Make sure you have installed and configured docker in your environment. After that, you can run the below commands from the solution's root directory and get started trying it.

Grab the GitHub repo code

Get the GitHub repo's code:

git clone git@github.com:Azure/mec-app-solution-accelerator.git

(Optional step) Set the DOCKER_REGISTRY environment variable

Before creating the Docker images it's important to setup the DOCKER_REGISTRY environment variable in your dev system (Windows / Linux) so the images will be created with the right prefix (i.e. Docker hub user). This is important if you later want to use the same Docker images to upload them into Docker Hub or any other Docker Registry from where you will deploy the images to Kuberentes.

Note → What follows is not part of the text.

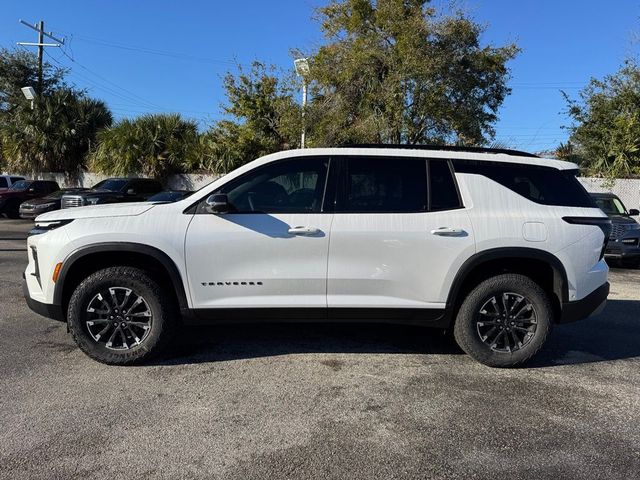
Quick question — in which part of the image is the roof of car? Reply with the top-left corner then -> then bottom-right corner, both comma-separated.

Here you have additional information on why and How to setup the DOCKER_REGISTRY environment variable.

But if you just want to try the solution with docker compose up or Visual Studio, this step is optional, as it should work locally, anyways.

Build the Docker images

Now, build the Docker images with docker compose build:

docker compose build

image

You could directly have run docker compose up (the next step), so if the images were not built already they will be built in the first place, but this step using docker compose build is intentional so you learn how you can just create the Docker images for other deployments such as Kubernetes, without habing to run it first into a Docker host.

Run the solution

You start the containers and run the solution in yoour local docker host with this command:

docker compose up

You should see 'docker compose up' starting like in the following screenshot: image

Wait until all containers are up and running and you start seeing traces related to detections performed by the AI model and events raised because of them, like in the following screenshot: image

Whats going on under the covers?

When the containers are running, the process starts with the FrameSplitter service/s which is ingesting the video feed from the video sources. In the "out-of-the-box" example code, the video comes from a local video file, but you can change that video source, with the configuration in docker-compose.override.yml and use any RTSP feed uri from real video cameras or from a fake RTSP provided by a VM simulating a video camera.

Then the image frames are sent to the AI model microservice which is detecting the target issues/objects. When that happens, events are published through the MQTT broker (pub/sub pattern) and the subscribers get it in order to evaluate if alerts should be raised depending on alerts rules. If alerts are raised thorugh Pub/Sub, then hte alerts will appear in the Alerts Dashboard UI.

Alerts Dashboard UI web app

At this point, you should be able to run the "Alerts Dashboard" web app with the following URL in any browser:

http://localhost:1002
image

Note that the same alerts could be reaching to other systems such as additional IoT devices, machinery to react or any other alert systems, all of them getting the same alert events based on the Publish/Subscription pattern using the MQTT message broker.